Any job exceeding such limits will stay in the queue with the message **`QOSMax[Cpu|GRES|Mem]PerJob`**.
As there are no more existing QoS during the week temporary overriding job limits (this happens for
instance in the CPU **daily** partition), the job needs to be cancelled, and the requested resources
must be adapted according to the above resource limits.

* The **gwendolen** partition is a special partition with a **[NVIDIA DGX A100](https://www.nvidia.com/en-us/data-center/dgx-a100/)** machine.
Public access is possible through the `gwendolen_public` account, however is limited to 2 GPUs per job, 32 CPUs and 121875MB of memory).
For full access, the `gwendolen` account is needed, and this is restricted to a set of users.

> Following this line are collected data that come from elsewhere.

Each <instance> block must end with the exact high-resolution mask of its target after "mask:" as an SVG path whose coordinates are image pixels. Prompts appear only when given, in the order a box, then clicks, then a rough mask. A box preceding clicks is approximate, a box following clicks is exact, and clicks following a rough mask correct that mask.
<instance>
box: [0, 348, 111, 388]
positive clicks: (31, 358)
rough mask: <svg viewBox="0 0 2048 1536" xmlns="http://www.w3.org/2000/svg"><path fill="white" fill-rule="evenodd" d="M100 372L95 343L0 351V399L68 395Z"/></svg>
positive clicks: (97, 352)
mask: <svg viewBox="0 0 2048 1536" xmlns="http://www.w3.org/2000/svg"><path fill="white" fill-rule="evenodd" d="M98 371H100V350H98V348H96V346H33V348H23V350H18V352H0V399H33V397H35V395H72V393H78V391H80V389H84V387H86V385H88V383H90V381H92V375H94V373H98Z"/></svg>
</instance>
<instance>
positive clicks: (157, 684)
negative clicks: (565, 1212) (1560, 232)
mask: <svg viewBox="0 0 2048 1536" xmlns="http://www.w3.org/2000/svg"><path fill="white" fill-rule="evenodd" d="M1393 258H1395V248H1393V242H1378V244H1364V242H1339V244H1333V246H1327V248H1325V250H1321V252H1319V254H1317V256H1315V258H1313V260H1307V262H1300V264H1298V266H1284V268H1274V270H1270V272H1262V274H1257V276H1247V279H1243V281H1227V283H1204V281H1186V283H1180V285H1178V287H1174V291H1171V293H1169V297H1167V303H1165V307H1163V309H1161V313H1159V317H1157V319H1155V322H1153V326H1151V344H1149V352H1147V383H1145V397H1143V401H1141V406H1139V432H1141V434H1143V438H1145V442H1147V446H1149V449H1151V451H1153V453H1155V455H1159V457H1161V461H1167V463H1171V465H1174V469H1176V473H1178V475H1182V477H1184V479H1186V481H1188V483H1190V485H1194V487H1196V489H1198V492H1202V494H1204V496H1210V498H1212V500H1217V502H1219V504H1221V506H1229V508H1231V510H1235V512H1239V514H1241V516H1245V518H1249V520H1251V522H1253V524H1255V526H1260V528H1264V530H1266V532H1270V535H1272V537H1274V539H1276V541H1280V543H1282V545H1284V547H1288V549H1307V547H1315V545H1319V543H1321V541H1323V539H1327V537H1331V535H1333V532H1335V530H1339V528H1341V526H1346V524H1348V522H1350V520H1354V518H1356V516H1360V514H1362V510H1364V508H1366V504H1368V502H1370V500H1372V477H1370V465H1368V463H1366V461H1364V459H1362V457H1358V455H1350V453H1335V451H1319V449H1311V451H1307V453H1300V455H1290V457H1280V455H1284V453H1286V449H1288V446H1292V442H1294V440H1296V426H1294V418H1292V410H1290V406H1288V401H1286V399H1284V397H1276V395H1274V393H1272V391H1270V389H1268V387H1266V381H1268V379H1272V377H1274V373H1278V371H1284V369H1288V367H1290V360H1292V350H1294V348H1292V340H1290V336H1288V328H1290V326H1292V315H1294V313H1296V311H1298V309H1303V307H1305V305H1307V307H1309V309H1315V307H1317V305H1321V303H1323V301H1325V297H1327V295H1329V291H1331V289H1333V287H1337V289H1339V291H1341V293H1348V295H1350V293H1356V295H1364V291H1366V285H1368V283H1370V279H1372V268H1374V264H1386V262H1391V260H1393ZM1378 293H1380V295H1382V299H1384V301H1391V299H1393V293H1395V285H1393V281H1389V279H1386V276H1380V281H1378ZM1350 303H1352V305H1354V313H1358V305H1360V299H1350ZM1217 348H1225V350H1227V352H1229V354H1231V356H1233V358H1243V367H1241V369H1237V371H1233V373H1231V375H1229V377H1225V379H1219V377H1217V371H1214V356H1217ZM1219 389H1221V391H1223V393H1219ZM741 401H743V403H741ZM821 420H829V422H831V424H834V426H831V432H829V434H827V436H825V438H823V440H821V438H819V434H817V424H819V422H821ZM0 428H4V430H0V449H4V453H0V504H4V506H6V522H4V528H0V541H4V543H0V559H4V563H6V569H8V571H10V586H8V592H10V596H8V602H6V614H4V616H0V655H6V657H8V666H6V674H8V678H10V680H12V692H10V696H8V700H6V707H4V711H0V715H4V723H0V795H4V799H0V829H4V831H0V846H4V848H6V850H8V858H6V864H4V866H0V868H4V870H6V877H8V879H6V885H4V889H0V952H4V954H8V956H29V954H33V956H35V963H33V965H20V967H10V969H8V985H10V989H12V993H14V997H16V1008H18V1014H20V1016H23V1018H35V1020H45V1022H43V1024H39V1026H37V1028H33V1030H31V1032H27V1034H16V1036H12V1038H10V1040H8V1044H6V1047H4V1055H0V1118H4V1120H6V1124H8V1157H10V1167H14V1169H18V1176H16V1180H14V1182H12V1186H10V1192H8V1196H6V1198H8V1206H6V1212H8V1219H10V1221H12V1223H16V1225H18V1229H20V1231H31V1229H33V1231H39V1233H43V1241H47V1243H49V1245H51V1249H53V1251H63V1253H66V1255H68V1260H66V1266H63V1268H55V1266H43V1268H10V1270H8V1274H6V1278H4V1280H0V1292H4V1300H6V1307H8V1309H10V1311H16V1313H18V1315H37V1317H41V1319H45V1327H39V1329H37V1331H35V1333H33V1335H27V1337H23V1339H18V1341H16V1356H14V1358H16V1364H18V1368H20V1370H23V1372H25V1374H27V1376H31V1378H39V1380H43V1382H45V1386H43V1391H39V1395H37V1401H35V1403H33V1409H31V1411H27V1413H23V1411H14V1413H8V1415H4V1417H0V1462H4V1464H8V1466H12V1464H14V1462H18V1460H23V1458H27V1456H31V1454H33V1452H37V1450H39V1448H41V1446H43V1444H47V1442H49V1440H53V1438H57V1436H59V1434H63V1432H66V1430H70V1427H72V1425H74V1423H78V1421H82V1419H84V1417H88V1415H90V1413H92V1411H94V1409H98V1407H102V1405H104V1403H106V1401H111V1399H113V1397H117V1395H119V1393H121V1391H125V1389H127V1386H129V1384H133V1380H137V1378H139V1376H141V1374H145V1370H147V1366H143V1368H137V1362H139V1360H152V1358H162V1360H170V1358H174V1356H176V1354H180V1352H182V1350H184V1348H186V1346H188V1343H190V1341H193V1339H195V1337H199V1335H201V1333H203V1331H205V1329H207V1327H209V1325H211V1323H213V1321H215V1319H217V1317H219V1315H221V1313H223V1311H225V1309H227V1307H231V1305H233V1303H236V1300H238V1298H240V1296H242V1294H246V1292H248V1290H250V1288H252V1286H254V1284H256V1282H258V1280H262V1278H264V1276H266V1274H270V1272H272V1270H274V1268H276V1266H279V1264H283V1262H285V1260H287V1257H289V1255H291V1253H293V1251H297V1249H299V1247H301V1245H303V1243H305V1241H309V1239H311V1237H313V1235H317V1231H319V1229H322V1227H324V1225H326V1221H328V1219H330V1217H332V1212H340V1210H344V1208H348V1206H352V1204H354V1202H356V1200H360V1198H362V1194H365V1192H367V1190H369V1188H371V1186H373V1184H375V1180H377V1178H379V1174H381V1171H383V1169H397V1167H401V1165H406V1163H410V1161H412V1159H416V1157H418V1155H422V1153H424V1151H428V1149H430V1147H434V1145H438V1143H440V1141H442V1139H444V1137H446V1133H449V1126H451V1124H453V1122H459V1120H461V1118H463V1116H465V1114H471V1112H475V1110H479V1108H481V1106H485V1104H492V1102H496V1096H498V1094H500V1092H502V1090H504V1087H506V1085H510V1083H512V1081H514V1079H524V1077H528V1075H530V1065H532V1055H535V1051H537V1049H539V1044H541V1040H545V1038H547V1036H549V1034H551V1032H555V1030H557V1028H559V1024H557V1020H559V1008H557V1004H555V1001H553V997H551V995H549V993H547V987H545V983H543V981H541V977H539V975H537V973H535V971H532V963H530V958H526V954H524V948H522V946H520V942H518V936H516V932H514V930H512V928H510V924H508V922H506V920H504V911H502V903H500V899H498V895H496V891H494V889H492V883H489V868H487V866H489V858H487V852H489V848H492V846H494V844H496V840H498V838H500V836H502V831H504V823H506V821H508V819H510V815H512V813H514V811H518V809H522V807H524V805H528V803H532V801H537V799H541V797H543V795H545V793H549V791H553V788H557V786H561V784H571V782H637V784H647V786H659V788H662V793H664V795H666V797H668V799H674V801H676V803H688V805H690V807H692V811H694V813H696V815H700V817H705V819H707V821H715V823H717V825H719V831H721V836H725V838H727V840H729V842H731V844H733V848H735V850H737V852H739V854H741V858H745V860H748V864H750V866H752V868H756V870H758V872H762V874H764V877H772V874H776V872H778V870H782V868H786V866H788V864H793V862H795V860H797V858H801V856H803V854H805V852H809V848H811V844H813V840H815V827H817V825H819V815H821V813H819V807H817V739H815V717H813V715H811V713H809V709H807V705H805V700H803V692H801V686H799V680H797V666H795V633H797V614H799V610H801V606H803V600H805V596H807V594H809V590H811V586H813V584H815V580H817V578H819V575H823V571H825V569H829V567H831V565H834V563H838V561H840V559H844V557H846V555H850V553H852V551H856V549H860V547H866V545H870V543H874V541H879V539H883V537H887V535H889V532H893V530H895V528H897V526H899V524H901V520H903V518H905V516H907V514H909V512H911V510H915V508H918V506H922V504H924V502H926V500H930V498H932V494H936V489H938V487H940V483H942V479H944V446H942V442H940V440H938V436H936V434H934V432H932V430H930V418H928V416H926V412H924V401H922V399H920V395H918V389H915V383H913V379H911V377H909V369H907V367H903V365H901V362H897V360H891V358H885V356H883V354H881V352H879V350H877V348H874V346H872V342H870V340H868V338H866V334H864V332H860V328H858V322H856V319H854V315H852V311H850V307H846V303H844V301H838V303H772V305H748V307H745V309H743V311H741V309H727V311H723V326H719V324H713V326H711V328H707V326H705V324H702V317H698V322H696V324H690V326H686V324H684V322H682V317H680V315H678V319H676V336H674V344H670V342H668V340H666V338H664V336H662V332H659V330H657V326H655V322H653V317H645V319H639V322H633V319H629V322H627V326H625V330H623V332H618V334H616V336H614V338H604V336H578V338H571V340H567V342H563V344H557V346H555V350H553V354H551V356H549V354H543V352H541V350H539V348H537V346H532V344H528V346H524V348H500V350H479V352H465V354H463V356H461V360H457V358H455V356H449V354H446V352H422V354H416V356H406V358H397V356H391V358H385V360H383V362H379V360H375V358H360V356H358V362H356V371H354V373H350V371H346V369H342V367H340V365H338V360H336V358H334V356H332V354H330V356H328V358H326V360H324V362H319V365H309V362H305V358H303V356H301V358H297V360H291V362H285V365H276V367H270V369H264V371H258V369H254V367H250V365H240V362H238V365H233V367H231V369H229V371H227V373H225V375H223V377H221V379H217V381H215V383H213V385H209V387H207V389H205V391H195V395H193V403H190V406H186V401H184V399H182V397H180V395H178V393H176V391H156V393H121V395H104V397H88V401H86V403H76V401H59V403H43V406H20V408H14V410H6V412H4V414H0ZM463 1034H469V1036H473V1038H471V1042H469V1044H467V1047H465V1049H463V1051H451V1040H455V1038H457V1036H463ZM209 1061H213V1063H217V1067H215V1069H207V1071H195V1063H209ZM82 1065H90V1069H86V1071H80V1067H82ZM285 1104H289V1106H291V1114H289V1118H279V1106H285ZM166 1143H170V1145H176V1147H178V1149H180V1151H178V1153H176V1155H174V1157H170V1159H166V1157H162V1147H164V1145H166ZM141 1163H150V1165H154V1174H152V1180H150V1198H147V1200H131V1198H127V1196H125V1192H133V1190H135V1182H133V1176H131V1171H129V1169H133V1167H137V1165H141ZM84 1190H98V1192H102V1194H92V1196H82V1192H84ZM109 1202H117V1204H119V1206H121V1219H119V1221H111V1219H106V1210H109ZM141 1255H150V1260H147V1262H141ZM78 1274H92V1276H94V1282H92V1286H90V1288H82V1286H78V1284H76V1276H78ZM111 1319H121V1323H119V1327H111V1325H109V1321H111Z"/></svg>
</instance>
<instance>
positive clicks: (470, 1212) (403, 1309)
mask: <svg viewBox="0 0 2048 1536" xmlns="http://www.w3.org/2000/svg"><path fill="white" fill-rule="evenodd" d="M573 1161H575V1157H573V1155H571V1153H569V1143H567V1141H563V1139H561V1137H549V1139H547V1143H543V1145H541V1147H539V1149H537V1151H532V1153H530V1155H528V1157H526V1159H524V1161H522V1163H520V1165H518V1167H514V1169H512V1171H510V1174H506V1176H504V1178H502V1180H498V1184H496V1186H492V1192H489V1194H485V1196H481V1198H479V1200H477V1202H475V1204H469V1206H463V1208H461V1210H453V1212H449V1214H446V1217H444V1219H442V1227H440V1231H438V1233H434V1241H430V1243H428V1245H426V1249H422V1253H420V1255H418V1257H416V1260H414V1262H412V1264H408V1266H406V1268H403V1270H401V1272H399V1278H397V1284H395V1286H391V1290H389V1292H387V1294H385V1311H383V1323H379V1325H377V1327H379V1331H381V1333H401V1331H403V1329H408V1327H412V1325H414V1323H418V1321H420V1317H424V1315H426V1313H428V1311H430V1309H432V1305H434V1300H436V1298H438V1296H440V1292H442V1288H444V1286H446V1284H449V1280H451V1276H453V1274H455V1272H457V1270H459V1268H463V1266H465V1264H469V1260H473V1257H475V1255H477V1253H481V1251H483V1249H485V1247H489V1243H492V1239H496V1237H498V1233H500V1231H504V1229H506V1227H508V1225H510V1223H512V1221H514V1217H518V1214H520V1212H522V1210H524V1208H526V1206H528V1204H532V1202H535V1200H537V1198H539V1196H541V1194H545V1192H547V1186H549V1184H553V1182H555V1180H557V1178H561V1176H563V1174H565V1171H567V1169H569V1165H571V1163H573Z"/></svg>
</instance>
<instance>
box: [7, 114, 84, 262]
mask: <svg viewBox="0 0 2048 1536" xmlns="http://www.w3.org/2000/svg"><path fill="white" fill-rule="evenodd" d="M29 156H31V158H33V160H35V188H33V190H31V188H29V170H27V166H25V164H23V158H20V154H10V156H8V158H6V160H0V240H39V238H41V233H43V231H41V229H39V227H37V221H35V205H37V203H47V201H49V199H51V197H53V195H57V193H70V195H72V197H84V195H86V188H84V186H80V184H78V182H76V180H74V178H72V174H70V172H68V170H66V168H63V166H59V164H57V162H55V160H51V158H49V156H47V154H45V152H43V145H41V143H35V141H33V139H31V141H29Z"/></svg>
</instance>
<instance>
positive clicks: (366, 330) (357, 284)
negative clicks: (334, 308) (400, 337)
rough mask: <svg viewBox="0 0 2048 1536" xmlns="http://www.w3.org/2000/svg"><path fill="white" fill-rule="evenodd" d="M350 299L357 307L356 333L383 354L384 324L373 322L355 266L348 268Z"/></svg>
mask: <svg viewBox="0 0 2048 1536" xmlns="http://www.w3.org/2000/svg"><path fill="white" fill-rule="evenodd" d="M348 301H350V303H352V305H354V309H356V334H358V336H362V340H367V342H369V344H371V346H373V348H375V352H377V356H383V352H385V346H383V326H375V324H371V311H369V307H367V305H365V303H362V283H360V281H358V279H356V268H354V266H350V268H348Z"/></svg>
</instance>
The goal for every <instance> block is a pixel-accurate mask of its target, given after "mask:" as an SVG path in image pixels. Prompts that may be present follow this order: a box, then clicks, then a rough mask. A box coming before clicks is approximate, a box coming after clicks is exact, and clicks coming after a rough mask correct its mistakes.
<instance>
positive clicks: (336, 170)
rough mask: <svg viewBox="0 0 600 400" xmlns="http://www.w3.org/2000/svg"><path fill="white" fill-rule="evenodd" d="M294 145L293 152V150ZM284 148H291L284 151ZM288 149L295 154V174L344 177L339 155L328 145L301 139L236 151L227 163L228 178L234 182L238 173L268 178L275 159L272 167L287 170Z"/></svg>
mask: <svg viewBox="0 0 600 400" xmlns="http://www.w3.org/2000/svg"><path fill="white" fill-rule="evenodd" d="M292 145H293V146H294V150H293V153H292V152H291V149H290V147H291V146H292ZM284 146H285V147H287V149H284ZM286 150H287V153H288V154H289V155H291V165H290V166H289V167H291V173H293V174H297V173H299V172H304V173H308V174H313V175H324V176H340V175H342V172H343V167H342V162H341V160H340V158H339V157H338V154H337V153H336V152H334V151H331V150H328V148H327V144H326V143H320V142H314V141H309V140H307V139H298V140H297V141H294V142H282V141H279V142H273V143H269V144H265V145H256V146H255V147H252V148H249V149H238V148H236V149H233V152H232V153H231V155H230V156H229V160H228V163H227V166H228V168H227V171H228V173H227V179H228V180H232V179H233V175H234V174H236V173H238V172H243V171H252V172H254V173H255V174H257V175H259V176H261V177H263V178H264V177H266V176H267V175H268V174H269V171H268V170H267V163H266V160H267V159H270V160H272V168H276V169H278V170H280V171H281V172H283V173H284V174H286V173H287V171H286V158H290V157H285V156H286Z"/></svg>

### Per user limits for GPU partitions

These limits apply exclusively to users. In other words, there is a maximum of resources a single user can use.
Limits are defined using QoS, and this is usually set at the partition level. Limits are described in the table below with the format: `SlurmQoS(limits)`,
(list of possible `SlurmQoS` values can be listed with the command `sacctmgr show qos`):

| Partition     | Slurm Account      | Mon-Sun 0h-24h                                  |
|:-------------:| :----------------: | :---------------------------------------------: |
| **gpu**       | **`merlin`**       | gpu_week(cpu=80,gres/gpu=16,mem=400G)           |
| **gpu-short** | **`merlin`**       | gpu_week(cpu=80,gres/gpu=16,mem=400G)           |
| **gwendolen** | `gwendolen_public` | gwendolen_public(cpu=64,gres/gpu=4,mem=243750M) |
| **gwendolen** | `gwendolen`        | No limits, full access granted                  |

* With the limits in the public `gpu` and `gpu-short` partitions, a single user can not use more than 80 CPUs, more than 16 GPUs or more than 400GB.
Jobs sent by any user already exceeding such limits will stay in the queue with the message **`QOSMax[Cpu|GRES|Mem]PerUser`**.
In that case, job can wait in the queue until some of the running resources are freed.

* Notice that user limits are wider than job limits. In that way, a user can run up to two 8 GPUs based jobs, or up to four 4 GPUs based jobs, etc.
Please try to avoid occupying all GPUs of the same type for several hours or multiple days, otherwise it would block other users needing the same
type of GPU.

## Advanced Slurm configuration

Clusters at PSI use the [Slurm Workload Manager](http://slurm.schedmd.com/) as the batch system technology for managing and scheduling jobs.
Slurm has been installed in a **multi-clustered** configuration, allowing to integrate multiple clusters in the same batch system.

For understanding the Slurm configuration setup in the cluster, sometimes may be useful to check the following files:

* ``/etc/slurm/slurm.conf`` - can be found in the login nodes and computing nodes.
* ``/etc/slurm/gres.conf`` - can be found in the GPU nodes, is also propgated to login nodes and computing nodes for user read access.
* ``/etc/slurm/cgroup.conf`` - can be found in the computing nodes, is also propagated to login nodes for user read access.

The previous configuration files which can be found in the login nodes, correspond exclusively to the **merlin6** cluster configuration files.
Configuration files for the old **merlin5** cluster or for the **gmerlin6** cluster must be checked directly on any of the **merlin5** or **gmerlin6** computing nodes (in example, by login in to one of the nodes while a job or an active allocation is running).